When I was first married, years ago in the late 70's I bought a roast to make a special dinner for my husband and his mother who was visiting us. I had never made a roast before and hadn't a sweet clue where to begin.  Not wanting to show my ignorance to my mother-inlaw, I called my Aunt Joyce. No answer. Then I called my Aunt Julia luckily she answered.  I was so relieved. She was such a great sport. She always took the time out of her life to help me.  Holding the phone in one hand leaning up against the kitchen counter, I stood staring at the roast in the pan, tears sliding down my cheeks I said to her, “it’s embarrassing to be me! There is so much I don't know."
"Silly goose, she said, stop crying and listen to me, ok? You can do this it is so easy. There is absolutely nothing to be embarrassed about."
She went on to say that children who don’t have mothers naturally don’t have a lot of the usual information others who do are privy too. She said she wished she had known this sooner because she would have taught me more things in the kitchen before I got married.  She explained the whole process of making a roast beef dinner. She asked me what I was going to serve with it and I was pleased  to share that my aunt Joyce had taught me what foods go with what and how to time a meal to make it all come together. These things I understood. But the actual making of the meal, how to make something taste great, what spices to use and how long to cook something, that was an art I hadn't acquirred as yet.  Then she relayed this story to me that I will share as well. Many have heard this as it is well know. Nevertheless I want to share it here. It will be obvious why later.
 A young woman wants to make a roast for dinner and goes to put it in the pan…because she has watched her mother do this, she does it exactly the way she has always seen it done. She does it all from memory.

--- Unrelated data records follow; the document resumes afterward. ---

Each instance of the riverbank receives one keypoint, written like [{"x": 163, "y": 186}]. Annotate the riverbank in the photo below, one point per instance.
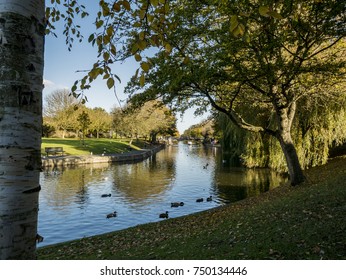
[
  {"x": 303, "y": 222},
  {"x": 72, "y": 160}
]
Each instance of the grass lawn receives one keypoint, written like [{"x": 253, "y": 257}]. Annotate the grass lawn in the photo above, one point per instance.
[
  {"x": 96, "y": 146},
  {"x": 302, "y": 222}
]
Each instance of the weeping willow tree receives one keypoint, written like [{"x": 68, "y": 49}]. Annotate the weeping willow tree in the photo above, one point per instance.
[{"x": 317, "y": 128}]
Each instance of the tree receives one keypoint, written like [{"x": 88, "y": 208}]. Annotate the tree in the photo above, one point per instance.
[
  {"x": 84, "y": 123},
  {"x": 100, "y": 121},
  {"x": 150, "y": 120},
  {"x": 22, "y": 30},
  {"x": 232, "y": 55}
]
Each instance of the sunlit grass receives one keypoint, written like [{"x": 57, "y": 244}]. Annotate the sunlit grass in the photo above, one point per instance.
[{"x": 95, "y": 146}]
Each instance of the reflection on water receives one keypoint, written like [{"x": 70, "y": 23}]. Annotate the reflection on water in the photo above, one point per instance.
[{"x": 71, "y": 205}]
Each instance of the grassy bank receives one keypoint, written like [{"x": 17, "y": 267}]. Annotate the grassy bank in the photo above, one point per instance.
[
  {"x": 304, "y": 222},
  {"x": 96, "y": 146}
]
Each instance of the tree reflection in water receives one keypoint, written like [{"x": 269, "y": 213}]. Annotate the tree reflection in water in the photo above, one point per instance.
[{"x": 71, "y": 205}]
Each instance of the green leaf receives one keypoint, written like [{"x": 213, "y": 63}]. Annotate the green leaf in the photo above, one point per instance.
[
  {"x": 99, "y": 23},
  {"x": 154, "y": 2},
  {"x": 263, "y": 10},
  {"x": 275, "y": 15},
  {"x": 145, "y": 66},
  {"x": 126, "y": 5},
  {"x": 91, "y": 37},
  {"x": 116, "y": 7},
  {"x": 142, "y": 80},
  {"x": 234, "y": 23},
  {"x": 110, "y": 83},
  {"x": 168, "y": 48},
  {"x": 138, "y": 57}
]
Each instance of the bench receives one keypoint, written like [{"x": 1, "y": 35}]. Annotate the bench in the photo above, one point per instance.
[{"x": 54, "y": 150}]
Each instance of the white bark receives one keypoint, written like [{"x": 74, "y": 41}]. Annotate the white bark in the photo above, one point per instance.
[{"x": 21, "y": 70}]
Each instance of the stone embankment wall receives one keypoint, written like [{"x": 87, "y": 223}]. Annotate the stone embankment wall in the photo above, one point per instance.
[{"x": 134, "y": 156}]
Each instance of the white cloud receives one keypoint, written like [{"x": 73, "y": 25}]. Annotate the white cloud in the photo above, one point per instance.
[{"x": 48, "y": 83}]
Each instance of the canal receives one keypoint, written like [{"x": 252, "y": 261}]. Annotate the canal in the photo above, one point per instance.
[{"x": 75, "y": 202}]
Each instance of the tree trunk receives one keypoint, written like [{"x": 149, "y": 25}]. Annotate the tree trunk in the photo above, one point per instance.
[
  {"x": 285, "y": 119},
  {"x": 21, "y": 62}
]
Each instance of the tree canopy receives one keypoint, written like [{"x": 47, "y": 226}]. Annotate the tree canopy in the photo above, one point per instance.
[
  {"x": 233, "y": 56},
  {"x": 241, "y": 56}
]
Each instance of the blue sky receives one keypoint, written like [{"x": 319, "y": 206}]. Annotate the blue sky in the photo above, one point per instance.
[{"x": 61, "y": 68}]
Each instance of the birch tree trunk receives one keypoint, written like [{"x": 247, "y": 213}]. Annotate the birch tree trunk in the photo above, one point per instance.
[
  {"x": 285, "y": 119},
  {"x": 22, "y": 30}
]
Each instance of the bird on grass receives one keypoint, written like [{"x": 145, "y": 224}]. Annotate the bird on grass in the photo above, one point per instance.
[
  {"x": 112, "y": 215},
  {"x": 164, "y": 215}
]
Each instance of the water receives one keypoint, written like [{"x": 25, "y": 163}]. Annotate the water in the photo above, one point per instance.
[{"x": 71, "y": 206}]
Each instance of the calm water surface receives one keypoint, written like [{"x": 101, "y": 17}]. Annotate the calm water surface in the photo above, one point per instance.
[{"x": 71, "y": 205}]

She places the roast on the butcher block, slices off both ends placing each cut off piece beside the roast in the pan, sprinkles salt and pepper on it and puts it in the oven at 350 degrees to bake. Then she calls her mom.
“Mom, why do you cut off the ends of the roast and put them in beside it to cook every time you make roast beef?”
“ Hhmm”… says the mom, “ I don’t know, my mother always did that.  I will call Grannie and ask her”. So the mom calls her mother. 
Grannie says, ”well I don’t know sweetie.  I did it because that is what my mother always did when she made roast. I will call your aunt, my sister and ask her since mama passed on and I can’t ask her”
 So she calls her older sister who says…”mama cut the ends off the roast each Sunday because the only pan we had was too small for the piece of meat to fit in. She always tucked those end pieces in at the sides so it would all fit and there was no waste!!”
The recipe passed along, done absolutely the same way so it would turn out “right” was passed on mother to 

daughter, generation to generation. That is the kind of gift that I find myself wanting to give to my children and 

coveting all the time when I see it in others lives.The ability to  pass along something to another IS important. 

It is all about roots, identity, feeling grounded and feeling a part of something bigger.